A year ago, they did not even know a word like this, but here even the most conservative members of the kind of thought did not even allow deciphering the naturalness of the addition.
In his left hand, Aslan will hold a nutty pin that I have carved, into which, in a certain ritual order, will be strung several pies, the heart and liver of the sacrificial bull, and in his right hand a glass of wine.
After the main toast has been pronounced, other members of the clan do the same for Aslan. Naturally, the younger the toast is, the shorter his speech.
Until the turn came to Danat – the smallest representative of our family, all the most important has already been said. And he just had to say “Chaanybziala!” (happy New Year!). The next toasts take place in a more familiar atmosphere, when the toast drinks to the bottom.
They drink for the Motherland, for the people, for the elders, for the children. Events under the roof of the forge take no more than an hour. When leaving Azhira, it is customary to shoot into the air with a gun, and more recently to launch fireworks.

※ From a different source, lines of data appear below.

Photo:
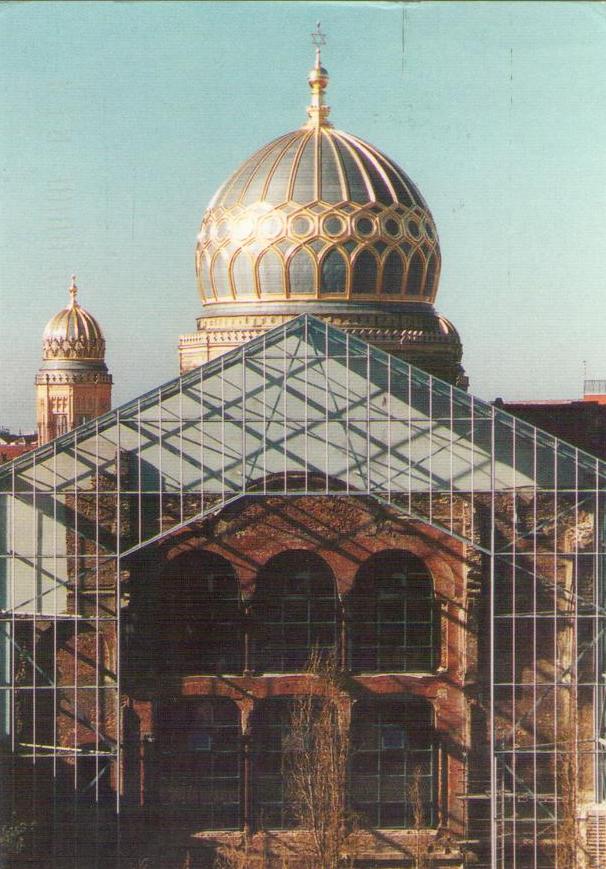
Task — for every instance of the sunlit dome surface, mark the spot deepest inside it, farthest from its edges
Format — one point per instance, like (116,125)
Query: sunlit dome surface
(318,214)
(73,333)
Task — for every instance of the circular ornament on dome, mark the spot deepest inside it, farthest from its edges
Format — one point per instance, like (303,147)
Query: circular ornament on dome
(302,225)
(392,227)
(333,225)
(272,226)
(414,228)
(365,226)
(221,229)
(244,227)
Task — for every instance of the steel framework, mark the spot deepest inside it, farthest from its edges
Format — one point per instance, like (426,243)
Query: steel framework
(304,403)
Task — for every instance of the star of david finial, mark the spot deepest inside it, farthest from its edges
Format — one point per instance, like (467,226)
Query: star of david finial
(318,39)
(73,290)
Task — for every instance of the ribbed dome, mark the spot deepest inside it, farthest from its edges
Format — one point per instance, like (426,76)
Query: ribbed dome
(318,213)
(320,222)
(73,333)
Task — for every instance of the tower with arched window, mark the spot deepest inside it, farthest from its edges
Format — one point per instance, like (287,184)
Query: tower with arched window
(73,384)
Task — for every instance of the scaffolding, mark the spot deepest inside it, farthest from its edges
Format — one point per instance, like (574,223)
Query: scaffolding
(307,409)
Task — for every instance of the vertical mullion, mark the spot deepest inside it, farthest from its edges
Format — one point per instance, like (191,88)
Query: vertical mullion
(76,597)
(494,770)
(556,665)
(535,649)
(38,565)
(117,615)
(201,416)
(514,668)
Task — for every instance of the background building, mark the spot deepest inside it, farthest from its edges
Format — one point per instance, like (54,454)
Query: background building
(170,565)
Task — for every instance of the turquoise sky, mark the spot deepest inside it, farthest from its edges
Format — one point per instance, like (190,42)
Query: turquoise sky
(119,120)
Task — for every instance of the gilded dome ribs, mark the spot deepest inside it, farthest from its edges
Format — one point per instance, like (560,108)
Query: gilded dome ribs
(323,222)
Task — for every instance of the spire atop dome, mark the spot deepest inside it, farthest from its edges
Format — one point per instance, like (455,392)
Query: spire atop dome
(318,80)
(73,291)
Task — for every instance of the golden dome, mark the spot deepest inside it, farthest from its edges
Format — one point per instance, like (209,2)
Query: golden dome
(318,214)
(73,333)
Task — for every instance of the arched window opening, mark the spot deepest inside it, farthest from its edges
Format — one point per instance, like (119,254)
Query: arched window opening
(271,274)
(302,273)
(205,276)
(432,267)
(392,274)
(333,272)
(393,625)
(199,762)
(198,627)
(416,269)
(243,275)
(364,278)
(270,731)
(392,753)
(220,275)
(294,611)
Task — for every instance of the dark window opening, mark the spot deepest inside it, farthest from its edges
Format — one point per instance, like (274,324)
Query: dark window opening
(392,616)
(198,627)
(393,759)
(294,610)
(198,748)
(414,281)
(270,745)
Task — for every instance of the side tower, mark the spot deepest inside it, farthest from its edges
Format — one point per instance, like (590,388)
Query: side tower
(73,384)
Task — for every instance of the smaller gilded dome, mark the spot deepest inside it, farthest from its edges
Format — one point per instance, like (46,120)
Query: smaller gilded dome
(73,333)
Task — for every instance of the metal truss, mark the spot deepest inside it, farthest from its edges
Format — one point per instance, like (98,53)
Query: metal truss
(306,409)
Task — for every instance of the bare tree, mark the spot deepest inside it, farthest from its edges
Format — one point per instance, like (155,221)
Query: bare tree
(317,757)
(422,859)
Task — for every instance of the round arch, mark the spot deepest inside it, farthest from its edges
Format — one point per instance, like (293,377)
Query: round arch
(294,609)
(393,623)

But this time, due to the difficult situation with the pandemic, when about 150 people have already died from the coronavirus in small Abkhazia, it was initially decided not to fire the festive salvo.
With the return to the house, the ritual part of the prayer service did not end. It will continue under a large canopy of the house, where Aslan is supposed to duplicate what he said in Ajyir to the women of our family.
All of them, lined up with their daughters, will stand with lighted candles at a table filled with a ritual set of uncut chicken meat and pies. After each personal toast, these candles in turn will be attached to the wall of the house, where they will burn out at the end. And after that the feast will begin.
Patriarchal traditions are still strong in our family, so men and women will feast separately – men will sit in one room and women in another. However, no one has ever complained about this order of things. And the present feast was long and cheerful.